Il concetto è futuristico: cambiare le forme e l’essenza di uno scooter, per trasformarlo in una moto, è stato un compito difficile.

Secondo Luca Pozzato e il suo socio Italo Santilli, è il momento di “ricollegarsi a quella voglia di rompere gli schemi che Honda ha sempre dimostrato di possedere, a volte presentando concetti avveniristici, che in seguito hanno dettato le tendenze del mercato moto”. La X-Mutant C5 si pone questo stesso obiettivo, attraverso alcuni partner d’eccellenza come Motul, per il quale Luca Pozzato è ambassador ufficiale.

Come richiesto dalla Casa giapponese la strumentazione non è stata modificata e nulla del telaio è stato tagliato. Tutto è stato costruito e concepito appositamente da Officine GP Design.

COM’E’ FATTA - La struttura della one-off è in alluminio, interamente battuta a mano, la colorazione dominante texturizzata è basata sulle tonalità del grigio, con le parti estreme più scure e bande nere e rosse che enfatizzano le diverse sezioni della carrozzeria.

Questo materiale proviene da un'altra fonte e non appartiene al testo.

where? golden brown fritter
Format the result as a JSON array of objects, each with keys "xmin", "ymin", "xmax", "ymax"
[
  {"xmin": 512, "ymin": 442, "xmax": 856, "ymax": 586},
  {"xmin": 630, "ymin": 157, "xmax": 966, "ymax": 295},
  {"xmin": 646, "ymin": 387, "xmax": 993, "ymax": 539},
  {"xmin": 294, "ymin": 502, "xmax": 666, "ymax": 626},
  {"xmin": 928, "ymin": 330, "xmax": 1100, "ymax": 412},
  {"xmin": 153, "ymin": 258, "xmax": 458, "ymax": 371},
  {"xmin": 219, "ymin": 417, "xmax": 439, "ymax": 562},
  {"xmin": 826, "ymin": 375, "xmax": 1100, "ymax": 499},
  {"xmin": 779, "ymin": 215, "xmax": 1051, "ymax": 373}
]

La 750cc di Honda, ripensata in X-Mutant C5 da Luca, propone un design fatto di forme che si sviluppano su assi lineari, molto squadrate, per un risultato moderno e spigoloso. I gruppi ottici utilizzano tecnologia Full LED, con il posteriore che si sviluppa lungo tutto il codone, dalla parte superiore alla inferiore, mentre il faro anteriore riprende la “O” del logo di Officine GP Design.

Nella vista anteriore il cupolino mostra due ali ispirate alle Honda che corrono nel campionato MotoGP, mentre, scorrendo verso la parte posteriore, si trovano i due semimanubri con piastre ricavate dal pieno.

Al centro domina la sella monoposto nera, sviluppata in 3D da Foglizzo Leather, sotto la quale si sviluppa lo Scarico SC Project, con collettori e terminale realizzato ad hoc, sul quale è inciso il logo Officine GP Design. I cerchi in lega da 17” sono stati realizzati dalla OZ per la X-Mutant C5, mentre Lightech ha fornito pedane, specchi, paraleve, tendicatena e paracatena posteriore.